Le virus de l'hépatite C (VHC), est un virus à ARN. Il infecte les hépatocytes où il induit notamment la synthèse et l’expression de protéases toxiques, cibles des thérapeutiques actuelles comme le télaprévir et le bocéprévir. Utilisés en association avec l'interféron pégylé alfa et la ribavirine pour limiter la survenue de résistances, ces inhibiteurs des protéases sont efficaces mais exposent à de nombreux effets secondaires et risques d’interactions médicamenteuses ; de plus, les rechutes après l’arrêt du traitement sont fréquentes. Des inhibiteurs de la protéase de deuxième génération sont en cours de développement ainsi que d’autres molécules ayant pour cible d’autres enzymes virales.
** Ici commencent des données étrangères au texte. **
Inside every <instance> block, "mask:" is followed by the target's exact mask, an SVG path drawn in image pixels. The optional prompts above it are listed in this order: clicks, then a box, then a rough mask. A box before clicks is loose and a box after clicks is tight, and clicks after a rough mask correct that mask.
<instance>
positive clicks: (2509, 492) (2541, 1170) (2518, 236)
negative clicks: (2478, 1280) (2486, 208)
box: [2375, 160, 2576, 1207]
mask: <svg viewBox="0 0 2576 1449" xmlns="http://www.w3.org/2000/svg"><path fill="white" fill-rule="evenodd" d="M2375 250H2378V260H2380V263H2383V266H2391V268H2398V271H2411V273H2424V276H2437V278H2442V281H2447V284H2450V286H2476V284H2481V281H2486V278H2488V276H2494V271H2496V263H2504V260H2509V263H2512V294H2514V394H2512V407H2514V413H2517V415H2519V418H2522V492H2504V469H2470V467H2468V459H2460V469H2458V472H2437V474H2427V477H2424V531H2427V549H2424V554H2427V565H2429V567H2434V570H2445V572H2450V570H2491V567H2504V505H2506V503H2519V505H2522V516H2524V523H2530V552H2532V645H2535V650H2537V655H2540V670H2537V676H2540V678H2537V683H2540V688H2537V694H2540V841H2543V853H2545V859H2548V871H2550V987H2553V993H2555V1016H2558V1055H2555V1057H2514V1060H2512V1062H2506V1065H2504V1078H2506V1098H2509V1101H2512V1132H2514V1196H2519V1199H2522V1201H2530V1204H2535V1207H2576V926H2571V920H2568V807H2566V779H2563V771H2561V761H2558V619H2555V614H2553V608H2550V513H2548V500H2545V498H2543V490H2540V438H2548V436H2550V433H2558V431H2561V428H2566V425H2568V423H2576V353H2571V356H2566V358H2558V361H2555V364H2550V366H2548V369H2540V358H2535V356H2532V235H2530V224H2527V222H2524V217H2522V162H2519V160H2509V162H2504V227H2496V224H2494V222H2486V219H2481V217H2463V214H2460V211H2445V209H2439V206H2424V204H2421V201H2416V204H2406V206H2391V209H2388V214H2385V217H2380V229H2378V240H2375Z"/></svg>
Mais les recherches thérapeutiques actuelles s’orientent également vers une autre cible, celle des micro-ARN. En effet, on sait aujourd’hui que les capacités du VHC à survivre et se répliquer dans les hépatocytes dépendent de la présence d’un micro-ARN endogène d’une vingtaine de nucléotides, le miR-122. Dans les hépatocytes infectés, le miR-122 se lie à des régions non transcrites de l’ARN viral. Le complexe miR-122-VHC ainsi formé a pour propriété, non pas de dégrader l’ARN viral, mais au contraire de le protéger de la dégradation nucléolytique par la cellule hôte.
L’idée de s’opposer à la formation de ces complexes a ouvert de nouvelles perspectives thérapeutiques. C’est sur cette base qu’a été développé le miravirsen, un petit ARN de synthèse de 15 nucléotides porteur d’une séquence antisens de haute affinité pour la région 5’ du miR-122 mature. Agissant comme un verrou nucléotidique, le miravirsen inhibe toute possibilité de liaison du miR-122 à l’ARN viral. Il a été testé chez 36 patients porteurs d’une hépatite C1 chronique, dans un essai clinique de phase 2a. Pour cette étude de recherche de dose, les patients ont été randomisés pour recevoir soit un placebo, soit 3, 5 ou 7 mg/kg de miravirsen en injections sous-cutanées hebdomadaires durant 5 semaines.
Au terme d’un suivi de 18 semaines, il a été observé une diminution dose-dépendante de la charge virale sous miravirsen, se maintenant après la fin du traitement. À la plus forte dose testée (7 mg/kg, 9 patients), la diminution moyenne de la charge virale était de 3 log UI/ml versus 0,4 dans le groupe placebo (p = 0,002), avec 4 cas de charge indétectable. Aucun effet secondaire du traitement n’a été observé durant la période de l’étude. Il n’a pas non plus été mis en évidence de mutation pouvant évoquer une résistance virale.
La voie est donc ouverte pour la poursuite de l’évaluation thérapeutique des oligonucléotides anti-sens en hépatologie. La prudence s’impose néanmoins dans la mesure ou le miR-122, cible du miravirsen, est aussi un gène suppresseur de tumeur pour le carcinome hépatocellulaire, complication déjà connue de l’infection à VHC. Et peut être faudra-t-il envisager d’y associer d’autres séquence nucléotidiques pour un véritable « coktail anti-sens » contre le VHC.